If $x\in[a,b],$ then $|x|\leq \max\{|a|,|b|\}$

Question

The following seems to be quite known:

If $x\in[a,b],$ then $|x|\leq \max\{|a|,|b|\}$

I do use it while treating problems on series of functions but how does it come about? Any hint please?

Answer 1

If $x\ge0$ then $b\ge0$, hence $$|x|=x\le b=|b|\le\max(|a|,|b|).$$Similarly if $x<0$ then $a<0$, hence $$|x|=-x\le-a=|a|\le\max(|a|,|b|).$$

Answer 2

Since $x \in [a,b]$, it is $a<b$ (or even $a \leq b$ if you want to be more strict for a trivial case).

If $\text{sgn}(a) = \text{sgn}(b)=1$, then $\max\{|a|,|b|\} = |b| \implies |x| \leq \max\{|a|,|b|\}$.

If $\text{sgn}(a) = \text{sgn}(b)=-1$, then $\max\{|a|,|b|\} = |a| \implies |x| \leq \max\{|a|,|b|\}$.

In the case of $\text{sgn}(a) \neq \text{sgn}(b)$, that means that $a$ would be negative. But, in that case, it can be $|a| > |b|$. Then, for $|x|$, it would be : $|x| \leq |a| \implies |x| \leq \max\{|a|,|b|\}$.

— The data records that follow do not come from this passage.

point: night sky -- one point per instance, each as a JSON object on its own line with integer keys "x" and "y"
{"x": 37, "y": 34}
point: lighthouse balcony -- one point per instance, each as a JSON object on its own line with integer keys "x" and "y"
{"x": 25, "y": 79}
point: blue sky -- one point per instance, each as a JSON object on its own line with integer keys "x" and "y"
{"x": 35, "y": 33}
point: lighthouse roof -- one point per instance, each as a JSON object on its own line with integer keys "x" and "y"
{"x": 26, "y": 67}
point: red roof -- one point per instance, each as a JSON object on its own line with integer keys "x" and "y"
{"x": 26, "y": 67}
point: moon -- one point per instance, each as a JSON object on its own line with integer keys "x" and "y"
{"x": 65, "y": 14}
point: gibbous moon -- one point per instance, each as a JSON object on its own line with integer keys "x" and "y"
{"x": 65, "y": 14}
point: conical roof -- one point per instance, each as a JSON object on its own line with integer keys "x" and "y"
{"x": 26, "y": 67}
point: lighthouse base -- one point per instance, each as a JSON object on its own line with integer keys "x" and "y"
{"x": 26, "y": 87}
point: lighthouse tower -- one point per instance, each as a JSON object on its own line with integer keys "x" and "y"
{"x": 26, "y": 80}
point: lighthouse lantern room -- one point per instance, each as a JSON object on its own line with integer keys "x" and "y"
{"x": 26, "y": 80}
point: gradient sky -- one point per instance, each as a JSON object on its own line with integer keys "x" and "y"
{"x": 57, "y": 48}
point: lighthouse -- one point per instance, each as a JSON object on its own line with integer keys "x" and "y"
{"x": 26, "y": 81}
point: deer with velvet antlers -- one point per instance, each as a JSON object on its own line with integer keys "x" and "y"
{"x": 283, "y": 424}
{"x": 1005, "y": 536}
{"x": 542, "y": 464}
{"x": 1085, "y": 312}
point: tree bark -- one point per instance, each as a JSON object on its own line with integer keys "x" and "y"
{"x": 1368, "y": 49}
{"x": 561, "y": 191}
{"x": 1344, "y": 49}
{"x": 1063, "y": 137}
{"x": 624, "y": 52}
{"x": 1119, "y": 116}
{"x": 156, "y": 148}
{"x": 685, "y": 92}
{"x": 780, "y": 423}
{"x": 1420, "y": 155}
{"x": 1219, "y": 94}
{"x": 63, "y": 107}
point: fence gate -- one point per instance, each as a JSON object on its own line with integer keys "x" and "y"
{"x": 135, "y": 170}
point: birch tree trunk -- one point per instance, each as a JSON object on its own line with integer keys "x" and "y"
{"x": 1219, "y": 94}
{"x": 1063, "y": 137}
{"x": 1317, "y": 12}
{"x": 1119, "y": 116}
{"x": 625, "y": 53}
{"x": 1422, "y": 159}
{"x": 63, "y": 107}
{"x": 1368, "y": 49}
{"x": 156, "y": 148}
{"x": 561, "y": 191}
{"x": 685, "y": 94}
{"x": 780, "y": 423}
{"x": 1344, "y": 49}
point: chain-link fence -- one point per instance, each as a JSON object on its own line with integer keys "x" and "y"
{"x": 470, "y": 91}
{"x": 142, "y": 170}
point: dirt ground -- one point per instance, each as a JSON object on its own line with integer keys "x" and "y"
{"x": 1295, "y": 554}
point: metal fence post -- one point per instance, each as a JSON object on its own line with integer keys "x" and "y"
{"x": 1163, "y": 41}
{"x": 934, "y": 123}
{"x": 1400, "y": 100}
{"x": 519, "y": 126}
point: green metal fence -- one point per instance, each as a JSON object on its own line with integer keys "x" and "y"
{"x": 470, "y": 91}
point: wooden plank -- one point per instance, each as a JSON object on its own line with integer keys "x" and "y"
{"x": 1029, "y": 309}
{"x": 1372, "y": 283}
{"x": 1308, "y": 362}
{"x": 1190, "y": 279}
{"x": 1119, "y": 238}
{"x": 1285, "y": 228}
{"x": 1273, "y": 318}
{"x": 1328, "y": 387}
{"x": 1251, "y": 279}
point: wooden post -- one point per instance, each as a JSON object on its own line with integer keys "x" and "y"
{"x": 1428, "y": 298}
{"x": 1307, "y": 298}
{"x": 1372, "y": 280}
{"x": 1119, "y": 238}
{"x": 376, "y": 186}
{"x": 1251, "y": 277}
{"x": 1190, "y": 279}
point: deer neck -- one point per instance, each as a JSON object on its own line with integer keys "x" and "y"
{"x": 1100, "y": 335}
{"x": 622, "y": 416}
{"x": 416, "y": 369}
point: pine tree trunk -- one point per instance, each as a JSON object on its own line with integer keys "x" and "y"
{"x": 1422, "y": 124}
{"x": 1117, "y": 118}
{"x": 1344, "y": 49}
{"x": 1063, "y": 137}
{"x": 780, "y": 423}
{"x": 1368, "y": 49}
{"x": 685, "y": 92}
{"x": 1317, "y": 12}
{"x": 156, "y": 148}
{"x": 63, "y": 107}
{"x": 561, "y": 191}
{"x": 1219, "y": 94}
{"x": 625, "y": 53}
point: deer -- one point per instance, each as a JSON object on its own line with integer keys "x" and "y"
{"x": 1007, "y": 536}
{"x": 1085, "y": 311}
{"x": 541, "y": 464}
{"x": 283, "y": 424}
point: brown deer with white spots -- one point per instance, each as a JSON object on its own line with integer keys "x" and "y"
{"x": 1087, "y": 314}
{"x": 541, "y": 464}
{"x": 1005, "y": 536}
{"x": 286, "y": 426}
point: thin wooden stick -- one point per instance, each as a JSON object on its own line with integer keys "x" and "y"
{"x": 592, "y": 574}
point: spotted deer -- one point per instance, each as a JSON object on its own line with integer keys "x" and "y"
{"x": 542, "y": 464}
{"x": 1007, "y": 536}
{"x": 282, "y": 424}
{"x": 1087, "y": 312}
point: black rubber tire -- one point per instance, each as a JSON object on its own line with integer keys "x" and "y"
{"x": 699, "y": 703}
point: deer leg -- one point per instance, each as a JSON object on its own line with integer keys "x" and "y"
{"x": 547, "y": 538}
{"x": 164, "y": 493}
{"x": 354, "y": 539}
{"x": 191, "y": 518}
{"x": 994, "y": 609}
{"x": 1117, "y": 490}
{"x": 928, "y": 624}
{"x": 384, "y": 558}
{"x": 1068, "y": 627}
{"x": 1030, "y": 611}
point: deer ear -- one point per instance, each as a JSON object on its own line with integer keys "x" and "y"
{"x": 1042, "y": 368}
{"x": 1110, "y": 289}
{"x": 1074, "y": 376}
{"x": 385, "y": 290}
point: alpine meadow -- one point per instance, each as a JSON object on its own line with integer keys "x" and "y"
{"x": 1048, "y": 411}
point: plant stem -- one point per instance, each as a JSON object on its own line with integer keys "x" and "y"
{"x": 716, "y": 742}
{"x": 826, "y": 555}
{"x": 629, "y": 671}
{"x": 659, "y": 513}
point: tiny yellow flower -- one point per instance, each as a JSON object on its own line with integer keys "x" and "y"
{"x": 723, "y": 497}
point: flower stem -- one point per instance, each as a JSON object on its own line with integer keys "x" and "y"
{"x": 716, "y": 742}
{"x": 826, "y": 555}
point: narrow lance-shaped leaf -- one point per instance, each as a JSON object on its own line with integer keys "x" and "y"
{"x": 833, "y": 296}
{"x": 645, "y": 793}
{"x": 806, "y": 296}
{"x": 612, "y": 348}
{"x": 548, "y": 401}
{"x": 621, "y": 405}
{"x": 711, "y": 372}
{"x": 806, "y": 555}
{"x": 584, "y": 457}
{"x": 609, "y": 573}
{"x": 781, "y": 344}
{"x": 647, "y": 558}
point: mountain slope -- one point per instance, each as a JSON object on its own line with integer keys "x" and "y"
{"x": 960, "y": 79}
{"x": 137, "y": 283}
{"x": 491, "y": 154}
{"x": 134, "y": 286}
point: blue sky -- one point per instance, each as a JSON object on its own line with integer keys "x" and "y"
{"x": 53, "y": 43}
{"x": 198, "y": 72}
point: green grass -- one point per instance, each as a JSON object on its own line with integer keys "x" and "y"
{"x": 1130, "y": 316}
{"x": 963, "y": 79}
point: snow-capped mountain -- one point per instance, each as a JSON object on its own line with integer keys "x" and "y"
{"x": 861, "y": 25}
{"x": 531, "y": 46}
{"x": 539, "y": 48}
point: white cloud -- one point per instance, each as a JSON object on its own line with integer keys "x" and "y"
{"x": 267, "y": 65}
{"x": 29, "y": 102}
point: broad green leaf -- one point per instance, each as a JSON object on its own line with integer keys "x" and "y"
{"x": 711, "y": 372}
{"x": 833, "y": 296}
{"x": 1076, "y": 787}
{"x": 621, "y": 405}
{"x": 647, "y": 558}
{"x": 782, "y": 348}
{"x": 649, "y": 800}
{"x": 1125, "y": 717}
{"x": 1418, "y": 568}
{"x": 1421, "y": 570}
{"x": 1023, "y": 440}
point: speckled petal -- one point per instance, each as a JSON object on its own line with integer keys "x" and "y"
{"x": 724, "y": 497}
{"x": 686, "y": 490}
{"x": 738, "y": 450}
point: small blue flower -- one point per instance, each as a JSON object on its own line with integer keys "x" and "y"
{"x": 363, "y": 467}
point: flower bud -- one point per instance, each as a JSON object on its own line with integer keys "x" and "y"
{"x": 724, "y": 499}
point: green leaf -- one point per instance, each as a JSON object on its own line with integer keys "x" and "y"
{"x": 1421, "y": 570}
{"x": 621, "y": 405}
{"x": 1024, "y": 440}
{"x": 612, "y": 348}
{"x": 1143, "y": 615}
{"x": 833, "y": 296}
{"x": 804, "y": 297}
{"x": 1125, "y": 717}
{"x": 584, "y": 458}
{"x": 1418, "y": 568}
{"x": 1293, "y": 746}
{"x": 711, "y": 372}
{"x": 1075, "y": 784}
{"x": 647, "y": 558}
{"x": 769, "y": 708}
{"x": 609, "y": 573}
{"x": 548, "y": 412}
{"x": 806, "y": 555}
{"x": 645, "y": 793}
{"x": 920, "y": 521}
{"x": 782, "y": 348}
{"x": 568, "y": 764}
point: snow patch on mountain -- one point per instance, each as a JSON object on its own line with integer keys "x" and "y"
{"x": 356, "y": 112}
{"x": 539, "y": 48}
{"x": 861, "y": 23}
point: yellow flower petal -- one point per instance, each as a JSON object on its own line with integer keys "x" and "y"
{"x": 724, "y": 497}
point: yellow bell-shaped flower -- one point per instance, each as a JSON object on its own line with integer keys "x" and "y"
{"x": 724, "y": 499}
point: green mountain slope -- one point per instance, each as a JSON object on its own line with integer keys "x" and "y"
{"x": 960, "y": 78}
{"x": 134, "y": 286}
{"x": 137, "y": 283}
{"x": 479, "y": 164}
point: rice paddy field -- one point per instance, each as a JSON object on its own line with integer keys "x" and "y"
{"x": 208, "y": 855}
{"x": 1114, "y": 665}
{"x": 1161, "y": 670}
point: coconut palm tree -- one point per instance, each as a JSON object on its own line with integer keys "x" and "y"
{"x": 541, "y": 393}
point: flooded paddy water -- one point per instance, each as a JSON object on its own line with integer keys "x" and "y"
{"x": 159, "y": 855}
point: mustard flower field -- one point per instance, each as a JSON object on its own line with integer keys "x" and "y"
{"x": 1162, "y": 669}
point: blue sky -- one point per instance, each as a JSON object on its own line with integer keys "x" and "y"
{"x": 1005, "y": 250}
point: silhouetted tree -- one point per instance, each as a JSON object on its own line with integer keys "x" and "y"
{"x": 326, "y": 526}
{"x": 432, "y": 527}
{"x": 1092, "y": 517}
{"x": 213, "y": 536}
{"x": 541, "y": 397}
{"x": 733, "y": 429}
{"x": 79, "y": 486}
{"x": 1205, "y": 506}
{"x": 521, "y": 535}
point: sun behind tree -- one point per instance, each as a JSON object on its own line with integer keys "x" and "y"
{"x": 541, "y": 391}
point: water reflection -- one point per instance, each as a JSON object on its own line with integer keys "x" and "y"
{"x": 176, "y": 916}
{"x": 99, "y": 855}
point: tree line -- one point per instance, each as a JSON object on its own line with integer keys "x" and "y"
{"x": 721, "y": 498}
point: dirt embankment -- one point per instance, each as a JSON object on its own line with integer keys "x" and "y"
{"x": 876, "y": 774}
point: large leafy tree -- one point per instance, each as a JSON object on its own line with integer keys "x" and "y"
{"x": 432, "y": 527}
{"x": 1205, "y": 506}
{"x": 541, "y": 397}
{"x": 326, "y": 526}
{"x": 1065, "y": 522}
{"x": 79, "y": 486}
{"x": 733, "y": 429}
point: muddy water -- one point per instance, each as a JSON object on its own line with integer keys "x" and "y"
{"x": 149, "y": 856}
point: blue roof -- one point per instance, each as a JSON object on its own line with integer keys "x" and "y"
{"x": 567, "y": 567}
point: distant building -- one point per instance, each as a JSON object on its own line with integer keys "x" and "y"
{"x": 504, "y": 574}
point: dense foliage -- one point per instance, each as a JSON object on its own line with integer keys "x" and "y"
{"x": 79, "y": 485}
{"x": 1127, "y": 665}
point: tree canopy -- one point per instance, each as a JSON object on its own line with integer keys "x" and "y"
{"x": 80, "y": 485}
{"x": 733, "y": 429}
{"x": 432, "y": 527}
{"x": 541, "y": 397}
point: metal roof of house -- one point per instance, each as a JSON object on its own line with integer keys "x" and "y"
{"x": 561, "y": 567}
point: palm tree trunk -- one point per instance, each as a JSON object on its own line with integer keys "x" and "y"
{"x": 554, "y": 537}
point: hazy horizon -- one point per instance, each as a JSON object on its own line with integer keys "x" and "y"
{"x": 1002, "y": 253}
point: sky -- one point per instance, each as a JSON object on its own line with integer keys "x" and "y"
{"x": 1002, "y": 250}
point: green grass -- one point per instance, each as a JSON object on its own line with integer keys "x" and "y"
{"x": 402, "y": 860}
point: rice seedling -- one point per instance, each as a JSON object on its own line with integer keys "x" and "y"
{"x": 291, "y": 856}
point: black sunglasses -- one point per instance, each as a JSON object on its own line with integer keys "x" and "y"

So, for all cases, we have that : $|x| \leq \max\{|a|,|b|\}$.

Edit (Alternativelly) : The comment of Jakobian is really nice to consider for a really straightforward proof. What the absolute value $|x|$ means is the distance of $x$ from $0$. But since $x \in [a,b]$, then this distance cannot be larger than the distance of $a$ from zero $(|a|)$ or the distance of $b$ from zero $(|b|)$.